My implementation of OFFSET? in Red is exactly the same as Kaj's. I didn't thinl about adding that check either, but I think I have used it on different series at least once in the past, tracking progress in two different queues.
Kaj
By request, I added a /deep refinement on my JSON emitter for emitting nested blocks as objects. The /map refinement now only works on even sized blocks, instead of considering odd sized blocks an error:
The JSON loader now supports string escaping, except Unicode escapes, which are implemented but are waiting for Red's LOAD to support char! syntax with parens: #"^(0000)"
The Unicode escapes \u aren't really implemented yet: they always output NULL, but they're only needed for obscure control characters.
Kaj
To simplify the TNetStrings and JSON converters for Red, I implemented found?, any-word!, any-word?, series?, any-string!, any-string?, any-block! and any-block? in common.red:
The Stone DB is consuming a lot of my time but its moving forward pretty nice... current single thread (in-RAM) imports run at 10 million nodes per second using an average node payload of 40 bytes (which is longer than the average I'd typically use). The majority of the time is spent verifying internal dataset integrity and memory copying.
it takes 3 seconds to basically grab all available process RAM (2GB ) and create 30 million data nodes. 1 million nodes takes 50ms on average, I'm getting pretty flat scaling so far, which is a very good sign . note that the data is completely memory copied into the DB . I'm not pointing to the original import data.
all of these benchmarks, are not even using a dedicated import function... this is like the worst case scenario for import. its a dumb FOR loop using a fully bounds checking single insert-node() function.... if I did an import loop which only does the bounds checking and stores counters in a loop, I likely can scale the import a lot.
I'm now starting work on the higher level interfaces, basically creating database setup on the fly and hopefully by friday I should have the file i/o started.
maybe next week I'll start to see how I can create a native Stone DB interface for R3.
TomBon
nice tech you are doing there maxim. count me in for some big data tests. i never used graph DBs before but would like to give it a try for a non scalable setup, suboptimal solved via simple key traversal stored into a nosql core currently.
- Floating point numbers are now parsed and loaded as file! types, so external data with floats can at least be loaded and the numbers can be detected, so they could be processed further by your own functions.
red>> load-JSON "6.28" == %6.28
- char! type is now more explicitly supported, in the sense that single character strings will be loaded as char! so they are more efficient.
- object! type is now supported, so it becomes easier to emit TNetStrings with nested dictionaries and JSON data with nested objects. The converters can still (and need to) be compiled: they use the interpreter only very sparingly for objects support.

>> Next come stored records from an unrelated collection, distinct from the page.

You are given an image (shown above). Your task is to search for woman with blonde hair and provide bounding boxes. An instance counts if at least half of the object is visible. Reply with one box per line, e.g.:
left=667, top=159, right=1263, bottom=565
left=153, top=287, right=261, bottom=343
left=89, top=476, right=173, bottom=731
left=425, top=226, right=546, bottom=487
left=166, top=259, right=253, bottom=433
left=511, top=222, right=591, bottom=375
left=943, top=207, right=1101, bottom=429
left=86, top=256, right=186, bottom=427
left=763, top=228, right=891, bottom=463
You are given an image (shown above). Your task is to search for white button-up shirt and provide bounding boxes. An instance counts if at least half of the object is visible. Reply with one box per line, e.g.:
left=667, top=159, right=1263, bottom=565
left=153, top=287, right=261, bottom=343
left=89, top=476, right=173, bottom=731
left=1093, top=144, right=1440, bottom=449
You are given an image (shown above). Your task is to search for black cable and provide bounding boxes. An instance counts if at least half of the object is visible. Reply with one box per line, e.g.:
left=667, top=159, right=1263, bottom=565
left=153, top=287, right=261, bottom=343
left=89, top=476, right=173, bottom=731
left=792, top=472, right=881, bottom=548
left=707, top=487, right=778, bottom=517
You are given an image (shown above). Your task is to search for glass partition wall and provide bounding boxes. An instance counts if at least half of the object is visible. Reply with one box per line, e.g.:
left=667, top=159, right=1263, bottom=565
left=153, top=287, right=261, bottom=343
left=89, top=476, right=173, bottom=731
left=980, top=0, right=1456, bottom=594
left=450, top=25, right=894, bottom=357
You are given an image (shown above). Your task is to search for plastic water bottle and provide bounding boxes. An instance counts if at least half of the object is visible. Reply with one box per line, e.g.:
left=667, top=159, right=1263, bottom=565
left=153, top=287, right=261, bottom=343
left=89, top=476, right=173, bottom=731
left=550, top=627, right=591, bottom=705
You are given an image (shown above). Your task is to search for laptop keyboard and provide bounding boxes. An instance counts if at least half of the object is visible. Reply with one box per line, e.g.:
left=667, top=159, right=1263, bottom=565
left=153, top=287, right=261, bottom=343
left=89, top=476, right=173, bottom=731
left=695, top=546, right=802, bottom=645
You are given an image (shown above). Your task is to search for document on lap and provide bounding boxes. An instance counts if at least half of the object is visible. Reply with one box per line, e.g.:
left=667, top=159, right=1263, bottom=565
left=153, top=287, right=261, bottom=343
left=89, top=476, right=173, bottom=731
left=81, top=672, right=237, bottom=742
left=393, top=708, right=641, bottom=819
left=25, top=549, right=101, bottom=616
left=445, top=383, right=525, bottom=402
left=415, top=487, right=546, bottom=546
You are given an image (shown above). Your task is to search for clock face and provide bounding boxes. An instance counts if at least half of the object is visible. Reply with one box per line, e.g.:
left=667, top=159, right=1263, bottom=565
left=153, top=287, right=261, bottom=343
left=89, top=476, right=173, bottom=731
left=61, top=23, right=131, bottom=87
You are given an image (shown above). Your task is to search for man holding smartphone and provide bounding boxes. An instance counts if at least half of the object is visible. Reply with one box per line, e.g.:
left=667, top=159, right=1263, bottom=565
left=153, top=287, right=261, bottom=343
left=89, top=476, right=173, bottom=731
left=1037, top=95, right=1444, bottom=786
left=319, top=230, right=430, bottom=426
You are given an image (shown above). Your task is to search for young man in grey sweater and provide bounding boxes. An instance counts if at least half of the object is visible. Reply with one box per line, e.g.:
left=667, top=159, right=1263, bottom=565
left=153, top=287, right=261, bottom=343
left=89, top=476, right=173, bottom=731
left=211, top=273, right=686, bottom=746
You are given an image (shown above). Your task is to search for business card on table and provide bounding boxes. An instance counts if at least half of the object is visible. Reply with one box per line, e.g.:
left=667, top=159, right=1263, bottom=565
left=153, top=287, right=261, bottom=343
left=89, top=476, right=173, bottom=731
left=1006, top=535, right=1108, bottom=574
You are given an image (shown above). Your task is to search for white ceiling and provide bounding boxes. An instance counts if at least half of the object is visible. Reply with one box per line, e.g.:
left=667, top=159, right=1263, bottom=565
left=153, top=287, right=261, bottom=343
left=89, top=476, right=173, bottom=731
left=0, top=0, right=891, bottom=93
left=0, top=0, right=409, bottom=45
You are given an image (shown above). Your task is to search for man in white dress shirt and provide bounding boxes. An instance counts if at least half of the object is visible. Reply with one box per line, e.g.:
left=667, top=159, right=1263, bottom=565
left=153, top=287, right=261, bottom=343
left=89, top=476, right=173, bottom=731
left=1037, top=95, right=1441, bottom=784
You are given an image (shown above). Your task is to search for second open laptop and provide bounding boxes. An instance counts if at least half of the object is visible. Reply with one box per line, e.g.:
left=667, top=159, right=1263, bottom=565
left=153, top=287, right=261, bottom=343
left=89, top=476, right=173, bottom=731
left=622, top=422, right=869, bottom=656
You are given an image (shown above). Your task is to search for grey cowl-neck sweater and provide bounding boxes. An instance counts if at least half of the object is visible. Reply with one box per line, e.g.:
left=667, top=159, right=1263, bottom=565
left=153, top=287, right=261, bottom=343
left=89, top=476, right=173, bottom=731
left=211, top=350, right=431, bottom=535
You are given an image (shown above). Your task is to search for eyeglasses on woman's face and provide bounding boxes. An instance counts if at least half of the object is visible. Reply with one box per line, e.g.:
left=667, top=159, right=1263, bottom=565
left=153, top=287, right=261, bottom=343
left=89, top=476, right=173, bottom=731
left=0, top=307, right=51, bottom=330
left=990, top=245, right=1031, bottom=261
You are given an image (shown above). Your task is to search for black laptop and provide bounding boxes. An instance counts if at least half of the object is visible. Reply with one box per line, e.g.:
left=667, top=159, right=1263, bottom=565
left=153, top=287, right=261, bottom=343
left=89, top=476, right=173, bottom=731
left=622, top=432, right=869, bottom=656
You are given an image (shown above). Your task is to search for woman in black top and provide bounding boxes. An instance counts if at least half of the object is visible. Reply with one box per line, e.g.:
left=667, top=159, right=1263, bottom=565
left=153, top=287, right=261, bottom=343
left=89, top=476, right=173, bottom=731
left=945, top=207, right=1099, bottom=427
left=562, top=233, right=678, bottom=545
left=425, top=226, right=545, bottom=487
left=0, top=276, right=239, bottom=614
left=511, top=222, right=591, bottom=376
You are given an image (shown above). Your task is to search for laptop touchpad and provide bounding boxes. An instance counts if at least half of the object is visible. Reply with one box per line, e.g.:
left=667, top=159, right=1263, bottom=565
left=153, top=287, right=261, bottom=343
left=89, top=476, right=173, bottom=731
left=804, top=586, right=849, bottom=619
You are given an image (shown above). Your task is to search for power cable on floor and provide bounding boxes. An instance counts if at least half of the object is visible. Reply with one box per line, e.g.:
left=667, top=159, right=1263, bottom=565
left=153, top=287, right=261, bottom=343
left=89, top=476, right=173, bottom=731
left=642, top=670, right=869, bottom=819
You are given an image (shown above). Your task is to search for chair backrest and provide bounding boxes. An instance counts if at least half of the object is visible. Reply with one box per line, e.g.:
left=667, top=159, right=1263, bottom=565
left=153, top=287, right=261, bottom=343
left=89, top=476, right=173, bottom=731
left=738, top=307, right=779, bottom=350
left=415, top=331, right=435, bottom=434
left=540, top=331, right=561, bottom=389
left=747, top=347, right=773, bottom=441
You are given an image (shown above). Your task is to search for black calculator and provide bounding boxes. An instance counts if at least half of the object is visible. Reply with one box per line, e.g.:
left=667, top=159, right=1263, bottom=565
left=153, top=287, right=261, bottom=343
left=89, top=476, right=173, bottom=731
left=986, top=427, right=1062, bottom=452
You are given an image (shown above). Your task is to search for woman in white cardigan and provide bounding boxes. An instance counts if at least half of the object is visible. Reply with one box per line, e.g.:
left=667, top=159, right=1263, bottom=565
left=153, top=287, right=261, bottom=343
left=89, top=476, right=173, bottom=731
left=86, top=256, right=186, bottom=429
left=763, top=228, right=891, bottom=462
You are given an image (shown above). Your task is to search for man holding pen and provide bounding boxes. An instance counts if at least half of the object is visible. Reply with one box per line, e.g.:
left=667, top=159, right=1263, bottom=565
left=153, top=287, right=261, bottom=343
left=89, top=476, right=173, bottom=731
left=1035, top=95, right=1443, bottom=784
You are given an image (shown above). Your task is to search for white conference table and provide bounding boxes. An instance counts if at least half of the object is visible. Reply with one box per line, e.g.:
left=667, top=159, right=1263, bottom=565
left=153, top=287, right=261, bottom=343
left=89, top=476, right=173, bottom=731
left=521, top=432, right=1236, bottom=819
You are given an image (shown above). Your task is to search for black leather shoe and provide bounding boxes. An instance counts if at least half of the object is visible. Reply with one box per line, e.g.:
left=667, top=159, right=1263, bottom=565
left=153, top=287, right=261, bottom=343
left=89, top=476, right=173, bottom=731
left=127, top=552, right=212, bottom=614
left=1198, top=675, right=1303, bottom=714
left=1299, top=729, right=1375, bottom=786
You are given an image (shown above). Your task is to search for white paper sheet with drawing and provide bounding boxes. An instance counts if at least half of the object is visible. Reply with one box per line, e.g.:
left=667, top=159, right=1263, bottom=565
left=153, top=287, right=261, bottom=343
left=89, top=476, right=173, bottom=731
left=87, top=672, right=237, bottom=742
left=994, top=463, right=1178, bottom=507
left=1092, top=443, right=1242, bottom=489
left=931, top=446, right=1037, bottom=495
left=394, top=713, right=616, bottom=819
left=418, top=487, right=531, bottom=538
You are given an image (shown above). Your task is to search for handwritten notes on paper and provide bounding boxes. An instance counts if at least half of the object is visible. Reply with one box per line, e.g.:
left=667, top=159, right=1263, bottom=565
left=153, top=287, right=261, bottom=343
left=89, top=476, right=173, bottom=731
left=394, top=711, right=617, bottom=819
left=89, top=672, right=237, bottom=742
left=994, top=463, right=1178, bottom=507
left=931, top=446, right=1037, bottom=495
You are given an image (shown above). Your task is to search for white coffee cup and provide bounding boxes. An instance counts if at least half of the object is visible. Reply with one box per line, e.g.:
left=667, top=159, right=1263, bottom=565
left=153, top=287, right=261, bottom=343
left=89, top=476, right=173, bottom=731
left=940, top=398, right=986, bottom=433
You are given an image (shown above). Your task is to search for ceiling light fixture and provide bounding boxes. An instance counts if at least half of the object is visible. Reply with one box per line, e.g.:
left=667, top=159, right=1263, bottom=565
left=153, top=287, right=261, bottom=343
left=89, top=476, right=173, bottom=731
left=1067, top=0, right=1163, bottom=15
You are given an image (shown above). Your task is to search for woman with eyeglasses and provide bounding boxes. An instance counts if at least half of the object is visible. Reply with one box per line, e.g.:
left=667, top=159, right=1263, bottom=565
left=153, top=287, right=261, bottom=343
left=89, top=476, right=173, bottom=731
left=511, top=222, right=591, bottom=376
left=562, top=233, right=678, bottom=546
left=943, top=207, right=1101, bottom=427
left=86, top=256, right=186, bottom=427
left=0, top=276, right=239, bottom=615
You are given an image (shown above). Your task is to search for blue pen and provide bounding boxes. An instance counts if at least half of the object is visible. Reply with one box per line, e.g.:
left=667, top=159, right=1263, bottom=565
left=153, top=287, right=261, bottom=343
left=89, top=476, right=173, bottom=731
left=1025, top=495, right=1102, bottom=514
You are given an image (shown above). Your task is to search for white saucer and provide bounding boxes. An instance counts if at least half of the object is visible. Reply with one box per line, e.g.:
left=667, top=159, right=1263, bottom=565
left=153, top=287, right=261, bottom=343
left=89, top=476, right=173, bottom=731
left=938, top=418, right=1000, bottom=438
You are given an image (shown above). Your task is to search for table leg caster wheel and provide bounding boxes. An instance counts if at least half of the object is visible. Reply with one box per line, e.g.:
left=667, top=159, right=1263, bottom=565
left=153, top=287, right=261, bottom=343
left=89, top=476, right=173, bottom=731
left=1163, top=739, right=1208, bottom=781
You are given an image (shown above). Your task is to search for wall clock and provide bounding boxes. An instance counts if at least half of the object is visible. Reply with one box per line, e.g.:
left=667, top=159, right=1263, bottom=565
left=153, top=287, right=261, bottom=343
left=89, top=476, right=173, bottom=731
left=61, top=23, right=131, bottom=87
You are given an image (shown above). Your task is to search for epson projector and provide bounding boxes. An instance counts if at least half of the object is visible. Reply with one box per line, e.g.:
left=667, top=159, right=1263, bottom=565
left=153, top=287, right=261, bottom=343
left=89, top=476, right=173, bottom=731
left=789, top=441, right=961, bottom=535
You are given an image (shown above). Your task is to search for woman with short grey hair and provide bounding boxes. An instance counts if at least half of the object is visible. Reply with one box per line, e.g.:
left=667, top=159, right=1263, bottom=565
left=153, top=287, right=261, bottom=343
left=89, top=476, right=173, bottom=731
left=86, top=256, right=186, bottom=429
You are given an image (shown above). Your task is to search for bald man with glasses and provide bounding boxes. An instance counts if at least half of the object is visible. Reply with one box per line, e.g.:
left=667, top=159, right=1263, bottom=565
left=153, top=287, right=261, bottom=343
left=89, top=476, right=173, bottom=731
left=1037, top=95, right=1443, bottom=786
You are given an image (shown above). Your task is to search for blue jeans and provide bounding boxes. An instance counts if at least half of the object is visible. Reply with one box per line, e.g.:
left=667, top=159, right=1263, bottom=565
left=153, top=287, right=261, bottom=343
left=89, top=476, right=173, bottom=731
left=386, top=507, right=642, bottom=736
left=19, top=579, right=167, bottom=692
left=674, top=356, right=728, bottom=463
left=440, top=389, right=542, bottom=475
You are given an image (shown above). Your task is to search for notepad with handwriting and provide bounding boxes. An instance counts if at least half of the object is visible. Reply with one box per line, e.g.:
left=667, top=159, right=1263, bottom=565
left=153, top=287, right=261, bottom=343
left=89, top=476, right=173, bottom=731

- All Red data types can now be emitted. Not explicitly supported types are FORMed. - Several new refinement options, in particular for object support.
- The JSON converter now implements the full specification on json.org except escaped UTF-16 surrogate pairs. There is little reason for them to occur in JSON data.
Kaj
The JSON converter is still smaller than the official R2 implementation. It's now larger than the R3 implementation, but has more features. It's still an order of magnitude smaller than most JSON implementations in other languages.
Maxim
StoneDB is starting to take shape. I got the preliminary disk storage prototype finished today. I can't give factual speed benchmarks since for now I've got no time to do extensive testing... but it seems to be able to store at least 500000 nodes a second (@about 14MB/s), which is pretty decent for a prototype using default C disk writing functions and absolutely no regards for disk i/o profiling. this is even more acceptible considering its running on a lame notebook disk. (I should have a SSD after the holidays, so I'll be able to compare :-)
with the current architecture, I should be able to read any cell directly from disk so query set can be larger than physical RAM.
If all goes well, I should have persistent read/write access to the DB's file data done by the time I go to bed tonight ..... yay!
After that... cell linking which will require a different variable length dataset driver. This new one will allow perpetual appending without any need to copy memory :-)